- DVD cover
- Written by: Zach Galifianakis
- Directed by: Michael Blieden
- Starring: Zach Galifianakis; Brian Unger; Joe Wagner;
- Country of origin: United States
- Original language: English

Production
- Producer: DJ Paul
- Cinematography: Brandon Hickman
- Editor: Michael Blieden
- Running time: 61 minutes (feature); 90 minutes (DVD);
- Production companies: Red Envelope Entertainment; Sixth Way Productions; The Claw (in association with); Anacol Productions Inc.; Billios;

Original release
- Network: Funny or Die
- Release: 2006

= Zach Galifianakis Live at the Purple Onion =

Live at the Purple Onion is the first special and DVD by American stand-up comedian Zach Galifianakis directed by Michael Blieden. The show was recorded at the San Francisco club The Purple Onion in June 2005.

It was one of the first stand up specials produced by Netflix, through Red Envelope Entertainment, shortly after The Comedians of Comedy, which also featured Zach.

== Synopsis ==
Galifianakis's routine features his trademark dry humor and a large portion of it is accompanied by a light piano piece played by him as bed music.

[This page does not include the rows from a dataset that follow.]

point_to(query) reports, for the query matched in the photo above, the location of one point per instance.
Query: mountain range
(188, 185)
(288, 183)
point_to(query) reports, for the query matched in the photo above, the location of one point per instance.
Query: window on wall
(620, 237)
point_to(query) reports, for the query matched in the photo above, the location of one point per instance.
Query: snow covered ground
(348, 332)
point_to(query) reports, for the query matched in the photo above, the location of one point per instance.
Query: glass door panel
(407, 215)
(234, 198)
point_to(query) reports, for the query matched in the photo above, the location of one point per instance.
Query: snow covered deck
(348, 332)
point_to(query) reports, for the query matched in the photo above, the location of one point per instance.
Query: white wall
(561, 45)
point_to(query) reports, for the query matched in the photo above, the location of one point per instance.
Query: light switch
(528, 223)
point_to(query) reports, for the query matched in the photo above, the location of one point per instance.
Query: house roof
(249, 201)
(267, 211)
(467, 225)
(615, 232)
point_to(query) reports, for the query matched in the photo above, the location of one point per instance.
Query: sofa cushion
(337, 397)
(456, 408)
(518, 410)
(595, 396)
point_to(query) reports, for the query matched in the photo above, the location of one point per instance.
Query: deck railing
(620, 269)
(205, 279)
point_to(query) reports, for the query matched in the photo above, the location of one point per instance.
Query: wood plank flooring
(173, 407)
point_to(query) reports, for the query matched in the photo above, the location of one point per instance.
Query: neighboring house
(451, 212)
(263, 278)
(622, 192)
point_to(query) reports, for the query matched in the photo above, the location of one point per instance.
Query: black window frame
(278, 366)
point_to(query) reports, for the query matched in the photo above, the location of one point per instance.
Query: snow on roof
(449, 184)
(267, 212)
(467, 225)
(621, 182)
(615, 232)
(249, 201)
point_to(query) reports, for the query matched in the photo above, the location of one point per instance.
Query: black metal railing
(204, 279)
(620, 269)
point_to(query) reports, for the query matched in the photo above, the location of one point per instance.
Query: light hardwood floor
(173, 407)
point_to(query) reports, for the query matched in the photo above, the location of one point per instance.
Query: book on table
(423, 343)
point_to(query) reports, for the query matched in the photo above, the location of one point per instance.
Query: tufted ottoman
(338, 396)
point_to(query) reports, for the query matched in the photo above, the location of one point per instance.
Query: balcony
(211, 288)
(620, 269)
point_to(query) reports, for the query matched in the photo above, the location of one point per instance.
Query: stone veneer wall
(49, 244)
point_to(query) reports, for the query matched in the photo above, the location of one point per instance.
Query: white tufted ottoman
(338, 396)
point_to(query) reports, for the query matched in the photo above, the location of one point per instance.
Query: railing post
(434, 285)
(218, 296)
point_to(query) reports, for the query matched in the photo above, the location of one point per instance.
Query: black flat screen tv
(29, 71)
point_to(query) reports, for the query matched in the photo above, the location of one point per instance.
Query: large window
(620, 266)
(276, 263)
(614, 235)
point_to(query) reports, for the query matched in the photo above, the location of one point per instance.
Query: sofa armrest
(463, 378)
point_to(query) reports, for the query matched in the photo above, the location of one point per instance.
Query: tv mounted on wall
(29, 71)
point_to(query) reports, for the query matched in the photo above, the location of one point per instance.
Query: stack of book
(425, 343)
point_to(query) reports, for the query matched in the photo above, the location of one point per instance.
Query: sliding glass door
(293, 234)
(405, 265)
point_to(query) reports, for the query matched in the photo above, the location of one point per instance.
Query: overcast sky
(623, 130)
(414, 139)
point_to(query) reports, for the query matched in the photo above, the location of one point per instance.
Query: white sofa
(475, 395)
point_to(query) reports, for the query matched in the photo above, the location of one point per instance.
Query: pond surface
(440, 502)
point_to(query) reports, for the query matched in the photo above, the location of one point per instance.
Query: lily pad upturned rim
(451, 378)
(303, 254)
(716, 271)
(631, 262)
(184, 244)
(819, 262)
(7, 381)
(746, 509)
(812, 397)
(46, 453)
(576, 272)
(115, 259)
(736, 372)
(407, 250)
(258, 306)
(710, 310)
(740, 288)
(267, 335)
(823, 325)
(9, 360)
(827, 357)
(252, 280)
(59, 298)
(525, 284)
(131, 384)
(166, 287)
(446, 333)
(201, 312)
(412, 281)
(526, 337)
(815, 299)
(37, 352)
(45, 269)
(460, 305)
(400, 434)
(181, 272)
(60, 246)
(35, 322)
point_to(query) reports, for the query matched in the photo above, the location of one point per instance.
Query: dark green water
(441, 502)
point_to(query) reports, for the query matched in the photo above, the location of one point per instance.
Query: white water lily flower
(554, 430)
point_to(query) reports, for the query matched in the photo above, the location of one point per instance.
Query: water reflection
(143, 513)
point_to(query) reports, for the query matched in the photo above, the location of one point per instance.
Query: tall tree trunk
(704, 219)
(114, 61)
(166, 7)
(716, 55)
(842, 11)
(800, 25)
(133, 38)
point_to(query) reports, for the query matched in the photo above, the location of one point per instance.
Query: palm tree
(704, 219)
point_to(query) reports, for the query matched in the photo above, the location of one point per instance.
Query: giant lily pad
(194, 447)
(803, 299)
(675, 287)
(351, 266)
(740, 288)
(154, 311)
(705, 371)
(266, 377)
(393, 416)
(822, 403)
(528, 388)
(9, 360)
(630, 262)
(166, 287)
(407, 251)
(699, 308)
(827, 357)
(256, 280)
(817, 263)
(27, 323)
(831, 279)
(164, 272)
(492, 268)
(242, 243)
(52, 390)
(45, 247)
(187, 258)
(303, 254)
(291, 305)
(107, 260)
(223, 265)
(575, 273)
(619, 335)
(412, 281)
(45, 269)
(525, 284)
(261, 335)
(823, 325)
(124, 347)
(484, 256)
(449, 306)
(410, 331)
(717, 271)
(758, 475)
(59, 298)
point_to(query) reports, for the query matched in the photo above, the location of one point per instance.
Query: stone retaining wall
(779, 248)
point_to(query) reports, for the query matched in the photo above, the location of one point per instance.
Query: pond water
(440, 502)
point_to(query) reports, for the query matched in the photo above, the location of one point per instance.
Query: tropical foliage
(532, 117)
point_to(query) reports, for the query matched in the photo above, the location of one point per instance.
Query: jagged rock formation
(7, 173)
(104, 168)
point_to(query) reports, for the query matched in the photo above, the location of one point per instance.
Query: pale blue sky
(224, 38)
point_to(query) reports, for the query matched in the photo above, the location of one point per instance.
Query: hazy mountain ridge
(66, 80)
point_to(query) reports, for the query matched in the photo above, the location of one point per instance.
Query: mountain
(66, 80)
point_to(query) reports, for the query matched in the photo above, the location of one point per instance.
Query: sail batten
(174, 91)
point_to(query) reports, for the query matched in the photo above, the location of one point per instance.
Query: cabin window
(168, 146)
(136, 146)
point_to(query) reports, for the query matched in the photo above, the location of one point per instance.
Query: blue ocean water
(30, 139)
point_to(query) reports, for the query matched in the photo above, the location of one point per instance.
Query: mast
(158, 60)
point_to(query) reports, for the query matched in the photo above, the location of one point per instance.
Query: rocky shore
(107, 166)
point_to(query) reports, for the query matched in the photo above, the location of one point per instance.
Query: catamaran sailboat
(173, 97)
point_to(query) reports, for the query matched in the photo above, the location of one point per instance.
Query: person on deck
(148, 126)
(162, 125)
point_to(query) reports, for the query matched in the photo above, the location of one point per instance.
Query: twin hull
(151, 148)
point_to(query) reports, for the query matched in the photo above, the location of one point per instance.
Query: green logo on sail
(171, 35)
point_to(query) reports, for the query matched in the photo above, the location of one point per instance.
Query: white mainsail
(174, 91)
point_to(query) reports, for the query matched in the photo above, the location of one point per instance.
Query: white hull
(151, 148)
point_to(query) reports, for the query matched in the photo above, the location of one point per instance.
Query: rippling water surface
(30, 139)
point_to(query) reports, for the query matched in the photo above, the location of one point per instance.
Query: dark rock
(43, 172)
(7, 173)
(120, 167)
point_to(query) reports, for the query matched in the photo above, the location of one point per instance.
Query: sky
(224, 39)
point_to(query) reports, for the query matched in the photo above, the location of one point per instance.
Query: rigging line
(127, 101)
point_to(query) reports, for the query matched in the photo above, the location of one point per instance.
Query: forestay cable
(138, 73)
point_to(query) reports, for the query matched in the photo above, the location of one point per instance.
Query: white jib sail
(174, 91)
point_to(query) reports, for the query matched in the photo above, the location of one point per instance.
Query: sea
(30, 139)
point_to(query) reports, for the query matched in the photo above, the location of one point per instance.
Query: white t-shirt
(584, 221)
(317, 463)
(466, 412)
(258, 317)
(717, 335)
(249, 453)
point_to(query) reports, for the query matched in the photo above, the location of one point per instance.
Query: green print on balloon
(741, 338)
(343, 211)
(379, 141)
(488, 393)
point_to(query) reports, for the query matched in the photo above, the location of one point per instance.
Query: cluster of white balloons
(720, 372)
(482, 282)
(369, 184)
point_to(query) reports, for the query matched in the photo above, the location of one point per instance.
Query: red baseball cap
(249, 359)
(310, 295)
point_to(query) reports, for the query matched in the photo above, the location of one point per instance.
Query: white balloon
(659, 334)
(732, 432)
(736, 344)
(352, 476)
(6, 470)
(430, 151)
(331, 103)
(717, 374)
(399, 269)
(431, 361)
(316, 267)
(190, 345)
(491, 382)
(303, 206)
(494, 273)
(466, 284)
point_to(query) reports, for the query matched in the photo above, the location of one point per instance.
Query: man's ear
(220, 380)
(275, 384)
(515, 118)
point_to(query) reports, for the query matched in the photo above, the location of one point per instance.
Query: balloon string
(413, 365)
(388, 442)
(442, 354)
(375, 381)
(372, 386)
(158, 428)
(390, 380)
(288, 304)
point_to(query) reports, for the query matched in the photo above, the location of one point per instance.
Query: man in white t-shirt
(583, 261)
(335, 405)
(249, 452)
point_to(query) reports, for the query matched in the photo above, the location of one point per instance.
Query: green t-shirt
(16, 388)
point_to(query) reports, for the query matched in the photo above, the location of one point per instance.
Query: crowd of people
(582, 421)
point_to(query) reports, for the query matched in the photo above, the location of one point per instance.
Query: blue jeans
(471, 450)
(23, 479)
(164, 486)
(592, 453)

It ends with him tearing off pages of a large pad of paper which contain pre-written, and largely self-deprecating, jokes, while the Pacific Boychoir sings "The Greatest Love of All". The DVD contains two separate sections which are cut to throughout the routine, often at times where the content of the routine may have to do with the content of the other portions. One of the sections is an unscripted roadtrip to The Purple Onion in a Volkswagen Bus with Galifianakis and his friend Joe Wagner. The banter and happenings that occur seem to provide insights to where Galifianakis gets some of his comedy. The bus ends up breaking down just short of their goal so they finish the trip in a GoCar, a small rental vehicle meant for tourists. The second section is a loosely scripted interview of Galifianakis's brother "Seth Galifianakis" (played by Galifianakis) by Brian Unger.